Pressions américaines sur Israël : Trump maintient le cap sur l’Iran malgré les objections de Netanyahu

Le “Board of Peace” déjà mis à l’épreuve

À peine Israël a-t-il officialisé son entrée dans le “Board of Peace” que la première tension stratégique éclate. Le président américain Donald Trump insiste pour poursuivre des négociations avec l’Iran, tandis que le Premier ministre israélien Benjamin Netanyahu exprime de fortes réserves quant à toute reprise de dialogue avec Téhéran.

Selon des informations rapportées par Reuters et reprises par plusieurs médias israéliens ce 12 février 2026, Washington souhaite maintenir un canal diplomatique actif avec la République islamique, malgré l’opposition publique de Jérusalem.

La ligne Trump : pression maximale, porte ouverte

L’administration Trump défend une stratégie hybride : maintenir les sanctions et la pression militaire dissuasive, tout en laissant la porte entrouverte à un accord encadré.

Des responsables américains cités dans la presse indiquent que le président considère qu’une solution négociée — même limitée — vaut mieux qu’une escalade incontrôlée. L’objectif affiché serait d’obtenir des garanties supplémentaires sur le programme nucléaire iranien, tout en évitant un embrasement régional.

Washington affirme ne pas vouloir d’un “nouvel accord faible”, en référence implicite au JCPOA de 2015, mais insiste sur l’importance de tester la voie diplomatique.

La position israélienne : méfiance absolue

Du côté israélien, la ligne reste constante : l’Iran poursuit, selon les services de renseignement, un enrichissement avancé d’uranium et renforce ses capacités balistiques.

Netanyahu a rappelé à plusieurs reprises que toute négociation offrant un allègement de sanctions sans démantèlement réel des infrastructures nucléaires constituerait une erreur stratégique. Pour Jérusalem, l’Iran gagne du temps à chaque cycle de discussions.

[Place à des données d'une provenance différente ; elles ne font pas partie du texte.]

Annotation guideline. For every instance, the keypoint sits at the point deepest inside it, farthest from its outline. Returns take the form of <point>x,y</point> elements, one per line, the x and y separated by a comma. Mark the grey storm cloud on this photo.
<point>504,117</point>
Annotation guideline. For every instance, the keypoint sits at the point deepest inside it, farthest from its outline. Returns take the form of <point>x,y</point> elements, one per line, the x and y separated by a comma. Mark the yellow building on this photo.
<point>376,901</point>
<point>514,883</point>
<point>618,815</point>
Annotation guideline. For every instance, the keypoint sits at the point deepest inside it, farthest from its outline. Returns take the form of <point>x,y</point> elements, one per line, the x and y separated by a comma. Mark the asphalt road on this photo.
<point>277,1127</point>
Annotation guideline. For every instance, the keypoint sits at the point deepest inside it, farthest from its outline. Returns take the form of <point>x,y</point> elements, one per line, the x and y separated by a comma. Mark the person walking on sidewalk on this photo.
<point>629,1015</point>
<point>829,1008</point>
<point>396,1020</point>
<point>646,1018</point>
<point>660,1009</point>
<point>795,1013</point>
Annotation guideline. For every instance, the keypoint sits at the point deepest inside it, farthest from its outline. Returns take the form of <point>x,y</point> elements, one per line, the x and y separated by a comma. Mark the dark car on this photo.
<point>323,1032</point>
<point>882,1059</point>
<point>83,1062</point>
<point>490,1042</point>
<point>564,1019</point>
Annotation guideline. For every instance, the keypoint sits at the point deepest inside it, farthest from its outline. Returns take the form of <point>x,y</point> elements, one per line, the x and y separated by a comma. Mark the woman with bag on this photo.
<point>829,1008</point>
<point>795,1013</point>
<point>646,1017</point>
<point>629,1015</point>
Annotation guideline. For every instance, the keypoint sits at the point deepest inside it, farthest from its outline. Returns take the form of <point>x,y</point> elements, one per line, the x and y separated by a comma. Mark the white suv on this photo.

Des sources proches du gouvernement israélien évoquent une inquiétude croissante : la reprise de pourparlers pourrait réduire la marge d’action militaire d’Israël si une ligne rouge était franchie.

Le “Board of Peace” face à sa première fracture

La création du “Board of Peace” devait symboliser une coordination stratégique renforcée entre Washington et ses partenaires. Or, la question iranienne révèle déjà des divergences fondamentales.

Israël considère l’Iran comme une menace existentielle. Les États-Unis, eux, cherchent à éviter une confrontation directe tout en maintenant leur leadership diplomatique.

Cette friction met en lumière les limites du nouvel organe : s’agit-il d’un espace de coordination alignée ou d’une plateforme où les désaccords seront arbitrés au profit de la Maison-Blanche ?

Une équation régionale instable

Le dossier iranien dépasse le cadre bilatéral. Il implique les pays du Golfe, les milices pro-iraniennes au Liban et en Syrie, ainsi que la situation à Gaza.

Un compromis américain avec Téhéran pourrait redistribuer les cartes régionales. À l’inverse, un échec des négociations pourrait ouvrir la voie à une confrontation plus directe.

En s’engageant dans le “Board of Peace”, Israël a accepté d’entrer dans une nouvelle architecture diplomatique américaine. Mais la question iranienne rappelle une réalité constante : lorsque la sécurité existentielle est en jeu, Jérusalem ne délègue pas sa décision stratégique.